Actually, a longer rod will pay big dividends when fishing small streams
because the extra length makes dabbling easier. Dabbling, in the vernacular
of a country boy, is sneaking to the most likely haunts of fish, and presenting
either bait (live or natural) or lure with only a few inches to a few feet
of line beyond the tip of the rod. For the most part, it is straight up-and-down
fishing, but pendulum-style, short flips also are used.
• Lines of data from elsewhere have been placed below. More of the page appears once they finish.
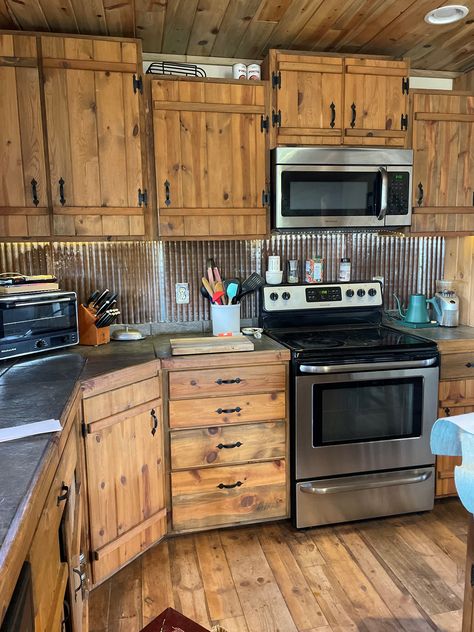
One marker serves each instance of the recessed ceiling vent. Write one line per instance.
(447, 15)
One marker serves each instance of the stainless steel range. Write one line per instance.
(364, 399)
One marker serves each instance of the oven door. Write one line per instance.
(314, 196)
(364, 421)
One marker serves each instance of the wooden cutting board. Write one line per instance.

When I use a fly rod for this kind of fishing, my choice of reels usually
is a closed face spin-cast mill loaded with four-pound-test line. If I
am using live or natural bait, terminal tackle is no more complicated than
a small wire hook (wire can be bent off and reshaped if it hangs on under
water obstructions) and a thin strip of wrap-on sinker. However, there
is much to be said for thumbnail-size, clip-on bobbers a few inches above
the hook. With such a rig, the bait or lure can be kept near good cover
for longer periods of time.
But with, or without, the bobber, gentle movement of the bait or lure
is an important feature of technique. There are times when the slightest
nudge of a bait or lure will pull the trigger of a cautious fish. Of course,
this is true of fishing other waters.
If steep banks make it necessary to wade, fish upstream, and move cautiously.
This will keep the disturbance you create behind you, and make it possible
to get within spittin' distance of fish under good cover.